| name | waterfall-blueprint |
| description | Design provider sequences, throttling logic, and credit policies for enrichment waterfalls across 150+ B2B data sources. Use when building or tuning waterfall sequences, selecting provider stacks per enrichment type, or auditing credit consumption. |
Waterfall Blueprint Skill
When to Use
- Building contact/company/intent enrichment workflows across multiple providers
- Updating fallback rules after provider outages or cost shifts
- Selecting provider stacks for email, phone, company, or intent enrichment
- Auditing credit consumption or routing logic
- Documenting waterfall logic for RevOps + engineering handoffs
Framework
Five-step design loop:
- Goal & constraints — enrichment type, required fields, credit ceiling, SLA, compliance scope
- Provider catalog — eligible providers with success %, latency, cost, regional/industry coverage
- Routing logic — sequence, branching by available input, retry intervals, stop conditions
- Safeguards — throttles, dedupe, cache TTLs, exception triggers, compliance gates
- Versioning — change log with owner, rationale, effective date, A/B test results
Core Principles
- Quality–cost balance — optimize for highest data quality within budget; do not chase tail credits
- Smart routing — pick providers based on input type and success probability, not alphabetic order
- Sequential failover — try cheapest-likely-to-win first, escalate only on miss
- Cache aggressively — most-recently-enriched records dominate API spend; cache before you call
- Bulk where possible — batch similar records for volume discounts (Apollo, ZoomInfo, etc.)
Provider Selection Matrix
Email Discovery — pick by available input
| Input you have | Best sequence |
|---|
| LinkedIn URL | ContactOut → RocketReach → Apollo |
| Name + Company | Apollo → Hunter → RocketReach → FindyMail |
| Domain only | Hunter → Apollo → Clearbit |
| Email (validate) | ZeroBounce → NeverBounce → Debounce |
Quality tiers:
- Premium (90%+ success): ZoomInfo, BetterContact waterfall
- Standard (75%+ success): Apollo, Hunter, RocketReach
- Budget (60%+ success): Snov.io, Prospeo, ContactOut
Company Intelligence — pick by data type
| Data type | Sequence |
|---|
| Basic firmographics | Clearbit → Ocean.io → Apollo |
| Financial / funding | Crunchbase → PitchBook → Dealroom |
| Tech stack | BuiltWith → HG Insights → Clearbit |
| Intent signals | B2D AI → ZoomInfo Intent → 6sense |
| News / social | Google News → social platforms → Owler |
Industry specialization
| Industry | Primary | Secondary |
|---|
| SaaS / Tech | Apollo, Clearbit, BuiltWith | ZoomInfo, HG Insights, G2, 6sense |
| Financial Services | PitchBook, ZoomInfo | LexisNexis, D&B, Bloomberg |
| Healthcare | Definitive Healthcare | NPPES, ZoomInfo (healthcare filters) |
| E-commerce | Store Leads, BuiltWith | Shopify data, Clearbit |
| Startups | Crunchbase, Dealroom, AngelList | Owler |
Credit Cost Tiers
Tier 0 (free) Native ops, cached data, manual inputs
Tier 1 (0.5 cr) Validation, verification, basic lookups
Tier 2 (1–2 cr) Standard enrichments (Apollo, Hunter, Clearbit)
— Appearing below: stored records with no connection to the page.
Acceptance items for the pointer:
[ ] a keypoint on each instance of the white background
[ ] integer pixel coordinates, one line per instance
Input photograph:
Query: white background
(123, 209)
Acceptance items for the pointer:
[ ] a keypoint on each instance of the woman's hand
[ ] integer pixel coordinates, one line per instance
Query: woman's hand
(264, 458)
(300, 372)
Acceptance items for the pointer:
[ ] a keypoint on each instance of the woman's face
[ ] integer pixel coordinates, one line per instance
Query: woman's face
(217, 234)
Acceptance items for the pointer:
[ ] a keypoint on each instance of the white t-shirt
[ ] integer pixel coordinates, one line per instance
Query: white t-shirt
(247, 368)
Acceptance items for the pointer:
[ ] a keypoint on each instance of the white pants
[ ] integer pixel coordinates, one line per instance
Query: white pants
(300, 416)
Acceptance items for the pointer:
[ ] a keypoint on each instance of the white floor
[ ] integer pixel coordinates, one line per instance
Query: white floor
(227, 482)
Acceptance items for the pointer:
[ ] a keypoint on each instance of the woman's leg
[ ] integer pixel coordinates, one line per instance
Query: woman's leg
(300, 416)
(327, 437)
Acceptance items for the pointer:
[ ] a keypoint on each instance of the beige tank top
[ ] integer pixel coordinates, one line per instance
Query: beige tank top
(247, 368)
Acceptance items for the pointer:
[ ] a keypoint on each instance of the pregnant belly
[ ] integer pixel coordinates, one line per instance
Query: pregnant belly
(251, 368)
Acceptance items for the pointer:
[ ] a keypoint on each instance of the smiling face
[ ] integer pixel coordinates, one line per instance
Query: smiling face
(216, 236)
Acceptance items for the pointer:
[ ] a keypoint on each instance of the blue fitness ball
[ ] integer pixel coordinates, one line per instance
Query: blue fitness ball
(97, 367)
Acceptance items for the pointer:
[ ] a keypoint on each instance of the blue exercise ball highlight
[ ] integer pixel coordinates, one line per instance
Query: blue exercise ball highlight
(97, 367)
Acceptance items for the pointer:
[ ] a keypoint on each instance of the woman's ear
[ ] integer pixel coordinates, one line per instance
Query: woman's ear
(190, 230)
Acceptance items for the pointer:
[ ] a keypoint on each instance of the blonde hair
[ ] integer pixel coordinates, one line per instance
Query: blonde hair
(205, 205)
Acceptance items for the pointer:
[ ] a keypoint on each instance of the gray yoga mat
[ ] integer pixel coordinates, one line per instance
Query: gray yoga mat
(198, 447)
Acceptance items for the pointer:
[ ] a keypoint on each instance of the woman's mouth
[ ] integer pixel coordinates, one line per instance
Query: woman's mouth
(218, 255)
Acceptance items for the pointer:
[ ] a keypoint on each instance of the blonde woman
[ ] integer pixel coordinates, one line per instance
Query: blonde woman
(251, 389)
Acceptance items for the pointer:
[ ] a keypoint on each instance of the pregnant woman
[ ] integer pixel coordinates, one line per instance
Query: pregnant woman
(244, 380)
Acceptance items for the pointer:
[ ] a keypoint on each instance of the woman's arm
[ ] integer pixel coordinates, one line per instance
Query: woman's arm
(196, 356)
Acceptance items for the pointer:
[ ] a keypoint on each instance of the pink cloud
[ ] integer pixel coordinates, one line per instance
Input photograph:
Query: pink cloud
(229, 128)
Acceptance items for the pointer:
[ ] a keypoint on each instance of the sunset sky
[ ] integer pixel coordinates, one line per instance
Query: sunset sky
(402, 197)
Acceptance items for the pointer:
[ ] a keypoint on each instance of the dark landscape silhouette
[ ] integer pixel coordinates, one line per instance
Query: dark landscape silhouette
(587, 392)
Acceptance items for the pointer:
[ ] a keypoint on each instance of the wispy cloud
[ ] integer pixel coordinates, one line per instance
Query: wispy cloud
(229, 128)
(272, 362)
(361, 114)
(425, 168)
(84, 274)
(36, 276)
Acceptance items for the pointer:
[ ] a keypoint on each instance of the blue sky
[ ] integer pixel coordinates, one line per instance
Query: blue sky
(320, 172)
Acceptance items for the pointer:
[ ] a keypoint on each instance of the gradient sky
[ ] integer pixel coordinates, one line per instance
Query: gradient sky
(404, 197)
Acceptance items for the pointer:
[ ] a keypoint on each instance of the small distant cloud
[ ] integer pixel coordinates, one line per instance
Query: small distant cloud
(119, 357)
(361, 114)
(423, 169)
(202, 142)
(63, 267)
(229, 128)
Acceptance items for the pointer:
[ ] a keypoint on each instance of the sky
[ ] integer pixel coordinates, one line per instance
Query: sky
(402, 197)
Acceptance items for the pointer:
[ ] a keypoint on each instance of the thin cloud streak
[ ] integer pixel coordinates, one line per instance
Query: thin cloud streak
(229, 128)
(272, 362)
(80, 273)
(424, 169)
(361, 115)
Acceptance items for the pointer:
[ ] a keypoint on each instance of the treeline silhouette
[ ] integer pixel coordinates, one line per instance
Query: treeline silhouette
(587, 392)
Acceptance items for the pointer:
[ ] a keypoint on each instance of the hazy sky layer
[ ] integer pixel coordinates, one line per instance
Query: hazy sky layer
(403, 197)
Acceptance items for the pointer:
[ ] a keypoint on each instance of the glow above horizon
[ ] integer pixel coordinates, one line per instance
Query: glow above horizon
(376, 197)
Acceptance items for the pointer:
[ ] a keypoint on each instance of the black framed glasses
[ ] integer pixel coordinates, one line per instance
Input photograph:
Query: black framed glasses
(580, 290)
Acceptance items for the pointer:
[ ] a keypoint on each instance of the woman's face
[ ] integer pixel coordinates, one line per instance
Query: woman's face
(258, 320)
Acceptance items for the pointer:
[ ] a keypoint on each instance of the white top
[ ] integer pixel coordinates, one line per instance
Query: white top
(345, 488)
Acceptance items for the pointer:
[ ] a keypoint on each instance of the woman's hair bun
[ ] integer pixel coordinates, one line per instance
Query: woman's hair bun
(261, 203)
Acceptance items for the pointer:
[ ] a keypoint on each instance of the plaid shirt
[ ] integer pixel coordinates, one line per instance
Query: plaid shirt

Tier 3 (2–3 cr) Premium data (ZoomInfo, technographics, intent)
Tier 4 (3–5 cr) Enterprise intelligence (PitchBook, custom AI)
Tier 5 (5–10 cr) Specialized services (deep AI research)
Three Reference Waterfall Profiles
Maximum Success
priority: success_rate
sequence:
- BetterContact
- ZoomInfo
- Apollo + Hunter + RocketReach
- AI web research
expected_success: 95%+
avg_cost: 8–12 credits
Balanced
priority: success_with_reasonable_cost
sequence:
- Apollo
- Hunter (if domain match)
- RocketReach (if name match)
- stop_on_confidence: 0.85
expected_success: 80%
avg_cost: 3–5 credits
Budget
priority: minimize_cost
sequence:
- cache_check
- Hunter (domain only)
- free_sources (Google, public LinkedIn)
- stop_on_first_result
expected_success: 60%
avg_cost: 1–2 credits
Optimization Tactics
Cache TTL defaults
- Email: 30 days; refresh on bounce
- Phone: 60 days; refresh on validation failure
- Company: 90 days; refresh on funding / acquisition / IPO
- Intent: 7 days; always refresh on read
- Static metadata: indefinite
Batch processing
if record_count > 1000:
use_provider("apollo_bulk")
elif record_count > 100:
use_parallel_processing()
else:
use_standard_processing()
Smart waterfall pattern
waterfall = [
{"provider": "cache", "credits": 0},
{"provider": "apollo", "credits": 1.5, "stop_on_success": True},
{"provider": "hunter", "credits": 1.2, "stop_on_success": True},
{"provider": "bettercontact", "credits": 3, "stop_on_success": True},
{"provider": "ai_research", "credits": 5, "last_resort": True},
]
Progressive enrichment by lifecycle stage
def progressive_enrichment(lead):
if lead.stage == "new":
return basic_enrichment(lead)
if lead.stage == "engaged":
return standard_enrichment(lead)
if lead.stage == "qualified":
return comprehensive_enrichment(lead)
Hybrid AI + provider
def hybrid_enrichment(company):
base = clearbit_lookup(company)
if not base.get("description"):
base["description"] = ai_generate_description(company)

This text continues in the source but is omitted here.